Edited by Massimo Pulini

Arranged side by side and stacked in succession on a small table against a wall, kitchen utensils and natural products are displayed, expertly rendered in their clear and compact physicality.

The first of the two paintings features a copper cauldron, a square-based glass bottle partially filled with a clear liquid that could be wine or oil, two terracotta jugs of different sizes and glazes, and an unlit metal lantern. Along with a knife and a key, there are also four onions and two citrus fruits, while in the foreground, the severed head of a calf takes on a significant role in terms of space and expression.

In the second painting, the only element we find, besides the surface and the back wall, is the smaller jug, covered in brown glaze and with a small hemispherical lid.

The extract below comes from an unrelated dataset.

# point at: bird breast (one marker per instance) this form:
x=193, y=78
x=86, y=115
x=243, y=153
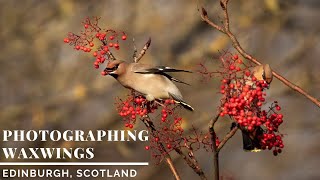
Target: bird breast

The rest of the objects are different: a few more tapered spring onions protrude from the table, the large jug is also brown glazed, the bottle has a different shape and, instead of a paper stopper, a halved orange covers the mouth. The knife appears silvery and is flanked by a spoon, just below it a lidded cup with floral decorations and an upside-down cup on its saucer, and finally a bronze mortar, a brass candle holder, and an apple. A large yellow pumpkin can be said to have replaced the calf's head.

Despite the simplicity of the composition, each presence is described through the perception of its own materials, supported by a chiaroscuro that, through the cones of shadow, outlines them in a rendering that can be described as tactile.

A description of the presences in the visual field, their consistency resembling geometric solids, would almost suffice to understand a kind of sublimation that reveals the artist's abstract vocation. We thus find a metaphysics of things in the most practical and humble space of the home, in the essentiality of a kitchen, within which tools, foods, and substances take on rhythm and punctuation, bringing the most diverse materials together in a harmonious direction.

This symphonic rendering is the fruit of a controlled and silent mastery with an unmistakable style, that of Fano-born Calo Magini, who combined a full-bodied brushstroke, reminiscent of the seventeenth-century, with a modern thought of rare clarity.